Em 2012 e 2014, o Porto foi eleito Melhor Destino Europeu no site European Best Destinations. Este ano, a cidade portuguesa é novamente uma das 20 finalistas e a concorrência é de peso. Viena (Áustria), Berlim (Alemanha), Atenas (Grécia), Londres (Inglaterra), Bruxelas (Bélgica), Praga (República Checa), Basileia (Suíça), Stari Grad (Croácia), Wild Taiga (Finlândia), Amesterdão e Roterdão (Holanda), Madrid e San Sebastian (Espanha), Sozopol (Bulgária), Gdansk (Polónia), Roma e Milão (Itália), Paris e Bonifacio (França) são as cidades que também estão na luta. As votações terminam esta sexta-feira e, porque toda a gente pode participar nesta eleição, o Observador dá 20 motivos para Tornar o Porto Grande Outra Vez… Perdão, Melhor Destino Europeu Outra Vez, assim é que é.

Serralves

Serralves, sempre. Porque é talvez o principal museu de arte contemporânea do país, porque foi projetado pelo multipremiado arquiteto Siza Vieira, porque nos 18 hectares do Parque convivem harmoniosamente jardins, matas e até uma quinta. Porque oferece à cidade 40 horas seguidas de festa na primavera e dois dias de celebração do outono. Porque há sempre crianças e jovens dentro das paredes da Fundação, a aprender sobre arte, sobre fauna e sobre flora. Em 2016 passaram por ali 682 mil visitantes, um aumento de 30% face ao ano anterior. 75% dos visitantes são portugueses.

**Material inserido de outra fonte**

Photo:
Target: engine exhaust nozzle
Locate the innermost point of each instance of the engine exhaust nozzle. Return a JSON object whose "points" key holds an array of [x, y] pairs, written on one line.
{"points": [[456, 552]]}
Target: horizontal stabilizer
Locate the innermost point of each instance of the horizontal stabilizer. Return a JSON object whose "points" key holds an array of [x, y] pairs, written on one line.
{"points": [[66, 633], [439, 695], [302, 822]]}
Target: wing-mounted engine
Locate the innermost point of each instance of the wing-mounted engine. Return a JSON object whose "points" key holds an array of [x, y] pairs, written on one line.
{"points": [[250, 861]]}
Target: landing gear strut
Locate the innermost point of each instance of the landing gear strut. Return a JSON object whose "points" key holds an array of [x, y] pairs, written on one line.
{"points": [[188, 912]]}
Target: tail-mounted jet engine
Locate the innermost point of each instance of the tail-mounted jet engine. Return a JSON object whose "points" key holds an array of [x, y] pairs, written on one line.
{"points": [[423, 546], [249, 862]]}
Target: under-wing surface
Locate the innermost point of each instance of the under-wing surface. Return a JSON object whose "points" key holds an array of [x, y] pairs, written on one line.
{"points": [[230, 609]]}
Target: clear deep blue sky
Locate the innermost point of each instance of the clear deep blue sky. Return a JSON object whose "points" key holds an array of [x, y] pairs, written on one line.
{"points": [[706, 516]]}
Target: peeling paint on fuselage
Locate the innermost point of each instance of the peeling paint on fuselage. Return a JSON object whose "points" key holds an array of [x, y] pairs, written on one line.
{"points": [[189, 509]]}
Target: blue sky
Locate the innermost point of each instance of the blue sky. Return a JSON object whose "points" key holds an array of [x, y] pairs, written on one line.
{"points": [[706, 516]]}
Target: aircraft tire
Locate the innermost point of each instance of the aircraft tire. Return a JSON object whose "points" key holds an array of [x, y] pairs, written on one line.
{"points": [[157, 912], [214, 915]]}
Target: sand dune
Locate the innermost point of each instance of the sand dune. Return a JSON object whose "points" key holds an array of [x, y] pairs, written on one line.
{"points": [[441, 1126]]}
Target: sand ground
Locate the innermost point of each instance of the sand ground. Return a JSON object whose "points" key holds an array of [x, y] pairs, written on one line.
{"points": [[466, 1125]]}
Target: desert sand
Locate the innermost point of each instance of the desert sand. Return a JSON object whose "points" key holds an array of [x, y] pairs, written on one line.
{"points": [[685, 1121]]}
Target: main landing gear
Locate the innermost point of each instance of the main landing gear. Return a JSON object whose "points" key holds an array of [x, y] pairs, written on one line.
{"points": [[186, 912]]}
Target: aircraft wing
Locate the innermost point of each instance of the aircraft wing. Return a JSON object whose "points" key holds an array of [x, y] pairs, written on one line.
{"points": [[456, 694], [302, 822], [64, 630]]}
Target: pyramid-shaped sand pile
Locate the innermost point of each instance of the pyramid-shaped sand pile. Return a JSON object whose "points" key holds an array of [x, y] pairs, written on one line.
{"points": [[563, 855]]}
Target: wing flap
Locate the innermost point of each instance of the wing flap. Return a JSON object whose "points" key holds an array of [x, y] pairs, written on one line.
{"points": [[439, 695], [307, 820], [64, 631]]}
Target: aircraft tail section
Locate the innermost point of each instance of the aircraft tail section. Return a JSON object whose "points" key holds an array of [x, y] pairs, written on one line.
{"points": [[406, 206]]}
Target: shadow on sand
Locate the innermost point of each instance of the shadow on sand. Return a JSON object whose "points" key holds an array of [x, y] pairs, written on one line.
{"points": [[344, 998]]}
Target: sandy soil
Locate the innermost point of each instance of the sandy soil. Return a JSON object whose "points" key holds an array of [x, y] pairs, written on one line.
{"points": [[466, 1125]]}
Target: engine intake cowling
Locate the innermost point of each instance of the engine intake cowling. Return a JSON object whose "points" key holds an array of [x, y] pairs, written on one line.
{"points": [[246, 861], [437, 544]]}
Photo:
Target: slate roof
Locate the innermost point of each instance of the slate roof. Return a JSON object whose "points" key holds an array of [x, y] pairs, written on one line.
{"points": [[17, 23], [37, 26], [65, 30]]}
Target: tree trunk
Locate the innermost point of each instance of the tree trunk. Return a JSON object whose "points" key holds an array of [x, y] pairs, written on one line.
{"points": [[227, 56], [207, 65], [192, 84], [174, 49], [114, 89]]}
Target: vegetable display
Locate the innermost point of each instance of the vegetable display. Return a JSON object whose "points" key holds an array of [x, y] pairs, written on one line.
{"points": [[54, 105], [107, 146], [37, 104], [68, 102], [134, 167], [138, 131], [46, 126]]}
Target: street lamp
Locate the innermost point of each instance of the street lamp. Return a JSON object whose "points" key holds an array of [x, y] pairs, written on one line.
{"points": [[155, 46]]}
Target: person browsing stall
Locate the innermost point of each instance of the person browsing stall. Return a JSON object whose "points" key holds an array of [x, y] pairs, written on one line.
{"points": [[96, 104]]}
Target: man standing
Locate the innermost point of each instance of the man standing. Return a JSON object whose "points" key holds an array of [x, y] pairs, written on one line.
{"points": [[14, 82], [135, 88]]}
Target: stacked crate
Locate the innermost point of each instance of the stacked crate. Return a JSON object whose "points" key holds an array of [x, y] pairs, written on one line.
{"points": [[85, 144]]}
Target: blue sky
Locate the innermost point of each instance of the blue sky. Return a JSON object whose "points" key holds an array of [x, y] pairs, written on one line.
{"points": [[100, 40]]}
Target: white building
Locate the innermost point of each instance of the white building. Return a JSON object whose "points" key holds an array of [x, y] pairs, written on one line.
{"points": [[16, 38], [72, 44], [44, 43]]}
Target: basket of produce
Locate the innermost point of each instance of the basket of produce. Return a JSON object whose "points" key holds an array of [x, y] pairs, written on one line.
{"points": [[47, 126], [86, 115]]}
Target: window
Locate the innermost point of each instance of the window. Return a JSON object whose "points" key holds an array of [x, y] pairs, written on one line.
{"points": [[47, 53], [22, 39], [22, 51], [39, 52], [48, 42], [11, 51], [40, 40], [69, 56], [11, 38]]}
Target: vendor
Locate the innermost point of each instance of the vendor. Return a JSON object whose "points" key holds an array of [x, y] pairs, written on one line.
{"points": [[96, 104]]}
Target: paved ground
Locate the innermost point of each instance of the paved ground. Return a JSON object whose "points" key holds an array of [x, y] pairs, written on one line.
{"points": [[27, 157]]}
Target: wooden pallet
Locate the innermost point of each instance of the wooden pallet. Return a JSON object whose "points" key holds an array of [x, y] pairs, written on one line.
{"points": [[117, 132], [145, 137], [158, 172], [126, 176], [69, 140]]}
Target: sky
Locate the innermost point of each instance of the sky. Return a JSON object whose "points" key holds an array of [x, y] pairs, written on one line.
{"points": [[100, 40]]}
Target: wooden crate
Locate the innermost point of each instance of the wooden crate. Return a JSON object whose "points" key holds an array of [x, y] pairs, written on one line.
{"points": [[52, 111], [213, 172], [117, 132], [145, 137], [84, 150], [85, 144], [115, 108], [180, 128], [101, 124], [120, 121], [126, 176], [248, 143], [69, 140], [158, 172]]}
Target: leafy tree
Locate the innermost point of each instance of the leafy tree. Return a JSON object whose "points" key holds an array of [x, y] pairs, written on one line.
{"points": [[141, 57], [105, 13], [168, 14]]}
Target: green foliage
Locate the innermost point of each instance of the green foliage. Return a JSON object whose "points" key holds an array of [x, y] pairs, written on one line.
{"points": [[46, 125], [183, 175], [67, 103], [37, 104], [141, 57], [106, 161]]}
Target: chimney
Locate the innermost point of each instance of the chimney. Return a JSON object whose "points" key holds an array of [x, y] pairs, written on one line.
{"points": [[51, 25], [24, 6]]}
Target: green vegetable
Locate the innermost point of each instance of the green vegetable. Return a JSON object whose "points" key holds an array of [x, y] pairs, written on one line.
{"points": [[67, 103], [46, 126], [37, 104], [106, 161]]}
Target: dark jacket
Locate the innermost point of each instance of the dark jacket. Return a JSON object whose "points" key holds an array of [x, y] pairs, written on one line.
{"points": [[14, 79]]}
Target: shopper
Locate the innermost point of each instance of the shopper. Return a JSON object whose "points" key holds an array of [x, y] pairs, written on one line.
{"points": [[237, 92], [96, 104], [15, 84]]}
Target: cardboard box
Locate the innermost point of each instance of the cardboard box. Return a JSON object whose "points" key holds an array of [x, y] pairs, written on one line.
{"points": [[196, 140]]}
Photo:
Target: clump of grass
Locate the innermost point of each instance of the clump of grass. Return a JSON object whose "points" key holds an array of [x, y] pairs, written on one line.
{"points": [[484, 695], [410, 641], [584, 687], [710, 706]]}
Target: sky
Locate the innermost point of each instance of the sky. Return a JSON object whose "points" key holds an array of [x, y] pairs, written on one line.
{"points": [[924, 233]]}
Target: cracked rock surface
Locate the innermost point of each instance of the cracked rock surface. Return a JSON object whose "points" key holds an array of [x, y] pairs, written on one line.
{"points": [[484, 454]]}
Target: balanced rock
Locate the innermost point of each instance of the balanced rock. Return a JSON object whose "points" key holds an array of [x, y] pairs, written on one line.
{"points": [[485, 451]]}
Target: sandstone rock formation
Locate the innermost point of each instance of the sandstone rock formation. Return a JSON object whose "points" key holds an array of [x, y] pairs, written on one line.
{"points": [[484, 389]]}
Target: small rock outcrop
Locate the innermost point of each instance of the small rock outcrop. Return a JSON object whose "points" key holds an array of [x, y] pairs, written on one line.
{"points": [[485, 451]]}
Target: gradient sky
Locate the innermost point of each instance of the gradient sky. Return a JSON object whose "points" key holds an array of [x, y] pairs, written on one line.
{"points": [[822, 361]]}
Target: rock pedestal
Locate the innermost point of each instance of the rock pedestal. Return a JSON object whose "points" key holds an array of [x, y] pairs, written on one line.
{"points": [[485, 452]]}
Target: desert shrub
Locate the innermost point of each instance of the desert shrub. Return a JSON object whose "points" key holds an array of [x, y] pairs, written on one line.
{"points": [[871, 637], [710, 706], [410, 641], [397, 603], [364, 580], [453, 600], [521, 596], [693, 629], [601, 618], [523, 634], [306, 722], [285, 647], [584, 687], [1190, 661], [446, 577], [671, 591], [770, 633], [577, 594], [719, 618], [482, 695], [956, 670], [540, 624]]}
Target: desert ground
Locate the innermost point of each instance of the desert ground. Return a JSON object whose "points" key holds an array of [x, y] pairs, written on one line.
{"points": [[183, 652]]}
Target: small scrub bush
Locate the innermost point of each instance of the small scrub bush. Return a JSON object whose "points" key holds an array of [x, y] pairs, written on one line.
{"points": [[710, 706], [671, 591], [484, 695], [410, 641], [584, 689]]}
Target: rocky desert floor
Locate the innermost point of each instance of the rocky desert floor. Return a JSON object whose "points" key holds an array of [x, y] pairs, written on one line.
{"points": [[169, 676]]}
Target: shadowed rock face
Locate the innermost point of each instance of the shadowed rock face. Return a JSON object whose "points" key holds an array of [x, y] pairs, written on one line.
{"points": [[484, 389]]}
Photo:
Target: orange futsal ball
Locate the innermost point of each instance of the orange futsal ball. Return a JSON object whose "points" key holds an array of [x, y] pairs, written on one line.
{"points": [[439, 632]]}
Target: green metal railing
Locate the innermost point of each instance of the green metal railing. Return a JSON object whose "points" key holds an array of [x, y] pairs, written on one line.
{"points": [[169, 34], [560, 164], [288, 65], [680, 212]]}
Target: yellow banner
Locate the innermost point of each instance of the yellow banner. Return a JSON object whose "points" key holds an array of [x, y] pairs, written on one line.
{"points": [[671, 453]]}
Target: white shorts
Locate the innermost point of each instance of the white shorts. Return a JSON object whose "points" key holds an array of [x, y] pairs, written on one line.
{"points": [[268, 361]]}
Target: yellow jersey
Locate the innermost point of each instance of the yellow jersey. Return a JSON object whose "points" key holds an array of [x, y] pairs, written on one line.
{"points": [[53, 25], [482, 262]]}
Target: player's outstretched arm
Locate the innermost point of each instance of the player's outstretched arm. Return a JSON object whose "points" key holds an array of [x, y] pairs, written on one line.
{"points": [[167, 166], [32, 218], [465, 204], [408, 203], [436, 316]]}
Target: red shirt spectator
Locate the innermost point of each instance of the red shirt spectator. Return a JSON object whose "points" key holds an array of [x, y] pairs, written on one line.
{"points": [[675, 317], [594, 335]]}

O Serralves em Festa é o maior evento de cultura contemporânea em Portugal. O próximo acontece a 3 e 4 de junho. © Ricardo Castelo / Observador

O Passeio Alegre

A canção diz que Coimbra tem mais encanto. Nós acrescentaríamos que uma cidade com rio e mar também tem um encanto especial. O Douro, com os barcos rabelos e a Ponte D. Luís, é o postal por excelência da cidade, que já todos conhecem. Para além de caminhar na Ribeira, junto ao rio, vale a pena fazer toda a marginal a pé até à Foz e descobrir museus, igrejas, tascas e tasquinhas. O caminho é longo e pode ser feito de elétrico, mas, se pudéssemos, obrigaríamos toda a gente a sair na paragem do Passeio Alegre. A começar pelo farol de São Miguel-o-Anjo, construído em 1528 com projeto do arquiteto italiano Francesco Cremona e um dos mais antigos da Europa, passando pelo belíssimo jardim, com dois obeliscos a assinalar a entrada, da autoria de Nasoni, e a fonte luminosa. O caminho segue em direção às praias. De preferência, à hora do pôr-do-sol. Depois disto, ninguém tem coragem de votar noutra cidade…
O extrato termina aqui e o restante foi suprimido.